Dei primi tempi nella Formula 1 ricordo poco, se non le sbronze colossali e le stronzate ancora più grosse. Di netto richiamo solo la festa tenuta al mio sbarco in Red Bull. Ricordo la stretta di mano di Christian e le pacche sulle spalle da parte di tutti. Richiamo la confusione e l'odore dell'alcol. Ma non di più.
Ora non so quanto ciò che affermo sia vero, ma non cambiò molto nella mia vita all'epoca, in realtà quasi nulla. Ma una cosa nuova c'era. Ad assicurarsi che prendessi antidolorifici ad ogni sbornia c'erano sempre le stesse nuove persone, persone che tutt'oggi sono la mia famiglia, e no, né mio padre né mia madre sono fra questi. Non quelli biologici almeno. Accanto a me c'era sempre Daniel, accoccolato al mio fianco come un fratello maggiore alla prima sbronza del fratello più piccolo, e sapevo che seduti sul divanetto sotto la televisione c'erano Christian e Geri. Papà e Mamma. I miei veri mamma e papà. Non che io li chiami così. Ciò mi renderebbe ridicolo, ma lo sono e ne sono grato.

Non ricordo il momento esatto in cui conobbi Charles, forse ero troppo piccolo, forse troppo distratto, ma so che in un modo o in un altro, lui mi cambiò la vita. Non sono gay, non sono mai stato attratto dagli uomini, non che ci sia nulla di male, onestamente non mi importa se qualcuno ama una persona dello stesso sesso, anzi non mi importerebbe, in linea teorica, di ciò che il mio partner ha in mezzo alle gambe, non è ciò che conta. Ciò sarebbe importato a mio padre, non a me, io amo i caratteri, i personaggi. E onestamente, se proprio dobbiamo paragonare la vita a una serie TV, preferirei stare con un personaggio secondario e retrocedere di mille miglia, perdendo tutto ciò che ho, vivendo in pace da nessuno più totale, che finire come quell'uomo che viene definito così solo da chi ha abbastanza stamina da chiamarlo tale.
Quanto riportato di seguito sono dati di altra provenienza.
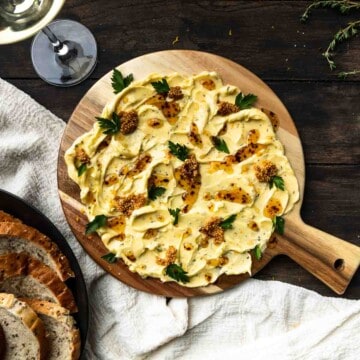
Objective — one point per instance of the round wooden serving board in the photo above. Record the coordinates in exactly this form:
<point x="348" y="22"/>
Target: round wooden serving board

Parliamoci chiaro, la vita non è un romanzo, io ho avuto tutto e il contrario di tutto. Avevo fama, soldi, possibilità già da quando ero così piccolo da non capire nulla, ma ho mancato tante, forse troppe, piccole cose, come le giornate facili a scuola, che saltavo per stare alla pista, o le feste di compleanno da piccolo. Ho passato tutti i miei compleanni dai 4 ai 17 anni sulla pista o sul simulatore ad affinare tecniche di guida forse troppo avanzate per la mia età. E l'unico che posso incolpare è me stesso. Se solo avessi avuto più impeto, più coraggio. Se solo avessi avuto più... se solo non avessi avuto paura di chi ero, sarei potuto essere Max, solo Max, non Max il cannibale, non Max il campione, solo Max. Ma forse è meglio così, a nessuno piace Max, a tutti piace "Verstappen numero 1", ma a chi importa di quel bambino che ancora oggi piange e si dispera nella solitudine della mia cabina... Vorrei solo potergli dare una possibilità, portarlo dove voleva, lassù, in alto, sulla Luna. E forse, allora, qualcuno potrebbe vedere attraverso quel cerone di Max e guardare Maxy negli occhi. Forse basterebbe, o forse no. Ma in ogni caso devo proteggerlo.